Bouncing bouncy particle papers

Posted in Books, pictures, Statistics, University life with tags , , , , on July 27, 2017 by xi'an

Yesterday, two papers on bouncy particle samplers simultaneously appeared on arXiv, arxiv:1707.05200 by Chris Sherlock and Alex Thiery, and arxiv:1707.05296 by Paul Vanetti, Alexandre Bouchard-Côté, George Deligiannidis, and Arnaud Doucet. As a coordinated move by both groups of authors who had met the weeks before at the Isaac Newton Institute in Cambridge.

The paper by Sherlock and Thiery, entitled a discrete bouncy particle sampler, considers a delayed rejection approach that only requires point-wise evaluations of the target density. The delay being into making a speed flip move after a proposal involving a flip in the speed and a drift in the variable of interest is rejected. To achieve guaranteed ergodicity, they add a random perturbation as in our recent paper, plus another perturbation based on a Brownian argument. Given that this is a discretised version of the continuous-time bouncy particle sampler, the discretisation step δ need be calibrated. The authors follow a rather circumvoluted argument to argue in favour of seeking a maximum number of reflections (for which I have obviously no intuition). Overall, I find it hard to assess how much of an advance this is, even when simulations support the notion of a geometric convergence.

“Our results provide a cautionary example that in certain high-dimensional scenarios, it is still preferable to perform refreshment even when randomized bounces are used.” Vanetti et al.
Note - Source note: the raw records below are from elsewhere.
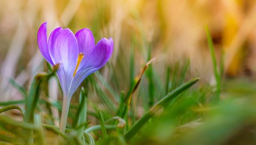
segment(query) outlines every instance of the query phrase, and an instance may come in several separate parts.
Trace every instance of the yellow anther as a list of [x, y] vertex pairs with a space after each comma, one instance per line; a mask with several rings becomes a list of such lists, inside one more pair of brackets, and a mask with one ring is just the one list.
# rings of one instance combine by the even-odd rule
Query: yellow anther
[[77, 68], [79, 67], [79, 65], [81, 62], [82, 59], [84, 58], [84, 53], [80, 52], [78, 54], [78, 57], [77, 58], [77, 63], [76, 63], [76, 69], [75, 69], [75, 71], [74, 71], [73, 77], [75, 77], [76, 74], [76, 71], [77, 70]]

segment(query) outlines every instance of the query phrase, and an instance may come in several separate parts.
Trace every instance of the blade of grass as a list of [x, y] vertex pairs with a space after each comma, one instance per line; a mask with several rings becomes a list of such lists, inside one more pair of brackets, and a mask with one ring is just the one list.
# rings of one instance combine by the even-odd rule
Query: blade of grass
[[94, 142], [94, 140], [93, 139], [93, 138], [90, 135], [90, 134], [84, 132], [84, 136], [86, 138], [87, 140], [88, 141], [88, 143], [89, 145], [94, 145], [95, 142]]
[[140, 119], [139, 119], [132, 128], [125, 134], [124, 138], [126, 141], [129, 141], [140, 130], [144, 124], [145, 124], [149, 119], [153, 117], [163, 106], [165, 106], [170, 101], [175, 98], [181, 93], [190, 87], [199, 79], [199, 78], [195, 78], [190, 79], [171, 91], [157, 103], [155, 104], [155, 105]]
[[[84, 88], [82, 88], [80, 92], [79, 106], [77, 111], [77, 115], [75, 118], [78, 118], [76, 127], [77, 127], [83, 123], [86, 122], [87, 117], [87, 93], [85, 92]], [[79, 128], [77, 130], [77, 135], [81, 138], [83, 135], [83, 131], [84, 126]]]
[[131, 101], [132, 100], [132, 95], [134, 93], [135, 91], [137, 89], [139, 85], [140, 84], [140, 80], [141, 80], [141, 78], [144, 74], [144, 72], [146, 71], [146, 69], [148, 67], [149, 65], [156, 58], [153, 58], [150, 60], [149, 60], [147, 63], [146, 64], [145, 66], [143, 68], [140, 74], [140, 76], [136, 77], [134, 81], [133, 81], [133, 87], [130, 88], [130, 91], [129, 91], [129, 93], [126, 95], [126, 97], [125, 98], [124, 102], [125, 104], [124, 111], [123, 111], [123, 114], [121, 116], [121, 118], [124, 118], [124, 116], [126, 116], [127, 112], [129, 110], [129, 107], [130, 106]]
[[98, 115], [99, 118], [100, 119], [100, 128], [101, 128], [101, 131], [102, 132], [102, 135], [103, 138], [106, 138], [108, 136], [107, 134], [107, 131], [106, 130], [105, 127], [105, 123], [104, 123], [104, 119], [103, 118], [102, 115], [101, 114], [101, 112], [100, 110], [98, 110]]
[[217, 61], [216, 59], [216, 54], [215, 53], [213, 42], [212, 42], [212, 38], [211, 36], [211, 34], [207, 26], [205, 26], [205, 32], [206, 34], [208, 46], [211, 52], [211, 56], [212, 57], [212, 63], [213, 65], [213, 69], [214, 71], [215, 79], [216, 80], [217, 91], [214, 100], [216, 101], [218, 101], [220, 99], [220, 94], [221, 93], [221, 78], [220, 75], [220, 73], [221, 73], [221, 72], [219, 72], [218, 70], [218, 67], [217, 65]]
[[24, 114], [25, 114], [25, 110], [23, 108], [21, 108], [19, 107], [19, 106], [15, 106], [15, 105], [10, 105], [10, 106], [6, 106], [6, 107], [5, 107], [4, 108], [2, 108], [0, 109], [0, 114], [2, 113], [2, 112], [3, 112], [4, 111], [11, 110], [11, 109], [18, 109], [18, 110], [20, 110], [20, 111], [21, 112], [21, 114], [23, 116], [23, 117], [24, 117]]
[[166, 77], [165, 80], [165, 94], [167, 94], [169, 92], [170, 90], [170, 75], [171, 74], [171, 68], [170, 67], [167, 68], [166, 70]]

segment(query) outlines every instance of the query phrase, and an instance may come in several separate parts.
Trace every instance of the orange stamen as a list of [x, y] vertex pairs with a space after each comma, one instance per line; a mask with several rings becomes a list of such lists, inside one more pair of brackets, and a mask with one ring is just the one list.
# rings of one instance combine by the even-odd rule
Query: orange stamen
[[76, 74], [76, 71], [77, 70], [77, 68], [79, 67], [79, 65], [81, 62], [82, 59], [84, 58], [84, 53], [80, 52], [78, 55], [78, 58], [77, 58], [77, 63], [76, 63], [76, 69], [75, 69], [75, 71], [73, 74], [73, 77], [75, 77]]

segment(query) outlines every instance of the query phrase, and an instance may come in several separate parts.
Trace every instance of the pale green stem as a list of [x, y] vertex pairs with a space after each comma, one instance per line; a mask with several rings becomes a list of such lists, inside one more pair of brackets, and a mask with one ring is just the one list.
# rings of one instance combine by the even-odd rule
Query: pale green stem
[[65, 133], [66, 125], [68, 119], [68, 110], [70, 104], [71, 96], [64, 96], [63, 98], [62, 110], [60, 118], [60, 131]]

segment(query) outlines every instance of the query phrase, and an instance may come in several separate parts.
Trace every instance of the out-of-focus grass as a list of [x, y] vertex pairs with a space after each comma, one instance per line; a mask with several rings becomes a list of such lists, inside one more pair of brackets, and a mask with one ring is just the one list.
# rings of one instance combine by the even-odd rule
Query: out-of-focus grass
[[[110, 61], [87, 78], [81, 85], [85, 90], [79, 88], [72, 99], [69, 129], [62, 134], [67, 141], [77, 144], [256, 142], [254, 1], [2, 0], [0, 5], [2, 142], [25, 144], [33, 131], [35, 143], [52, 144], [60, 133], [58, 98], [62, 99], [56, 77], [42, 84], [38, 102], [31, 107], [35, 108], [26, 112], [22, 109], [28, 103], [26, 98], [35, 74], [51, 72], [36, 43], [37, 30], [45, 21], [49, 32], [59, 26], [75, 33], [87, 27], [96, 41], [102, 37], [114, 41]], [[205, 25], [214, 46], [212, 57]], [[154, 57], [127, 103], [140, 69]], [[214, 79], [217, 68], [220, 78]], [[198, 76], [199, 83], [161, 106], [129, 135], [140, 118], [151, 116], [144, 115], [154, 104]], [[220, 99], [213, 103], [216, 95]], [[34, 121], [18, 122], [23, 113]]]

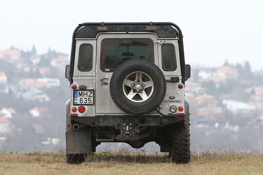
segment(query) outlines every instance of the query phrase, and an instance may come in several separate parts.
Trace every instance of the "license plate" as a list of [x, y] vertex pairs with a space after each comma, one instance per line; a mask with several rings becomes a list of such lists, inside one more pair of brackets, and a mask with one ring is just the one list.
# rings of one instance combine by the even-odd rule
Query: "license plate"
[[74, 105], [93, 105], [94, 94], [94, 89], [74, 90], [73, 91]]

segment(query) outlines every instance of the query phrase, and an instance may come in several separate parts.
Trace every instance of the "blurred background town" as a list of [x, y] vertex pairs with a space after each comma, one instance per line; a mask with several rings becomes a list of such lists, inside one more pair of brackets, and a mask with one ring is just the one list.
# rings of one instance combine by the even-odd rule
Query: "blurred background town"
[[[69, 57], [50, 49], [38, 54], [34, 46], [27, 51], [0, 49], [0, 151], [65, 149], [70, 85], [65, 69]], [[191, 66], [185, 91], [192, 151], [262, 152], [263, 70], [252, 71], [249, 60]], [[97, 150], [122, 145], [102, 144]], [[142, 149], [159, 151], [154, 143]]]

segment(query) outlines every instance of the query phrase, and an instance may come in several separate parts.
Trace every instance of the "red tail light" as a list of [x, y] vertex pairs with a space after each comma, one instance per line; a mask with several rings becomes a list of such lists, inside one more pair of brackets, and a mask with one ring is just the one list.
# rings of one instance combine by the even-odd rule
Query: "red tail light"
[[80, 106], [79, 107], [79, 111], [81, 113], [84, 112], [85, 111], [85, 107], [83, 106]]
The paper by Paul Vanetti and co-authors has a much more ambitious scale in that it unifies most of the work done so far in this area and relates piecewise deterministic processes, Hamiltonian Monte Carlo, and discrete versions, containing on top fine convergence results. The main idea is to improve upon the existing deterministic methods by taking (more) into account the target density. Hence the use of a bouncy particle sampler associated with the Hamiltonian (as in HMC). This borrows from an earlier slice sampler idea of Iain Murray, Ryan Adams, and David McKay (AISTATS 2010), exploiting an exact Hamiltonian dynamics for an approximation to the true target to explore its support. Except that bouncing somewhat avoids the slice step. The [eight] discrete bouncy particle particle samplers derived from this framework are both correct against the targeted distribution and do not require the simulation of event times. The paper distinguishes between global and local versions, the later exploiting conditional independence properties in the (augmented) target. Which sounds like a version of multiple slice sampling.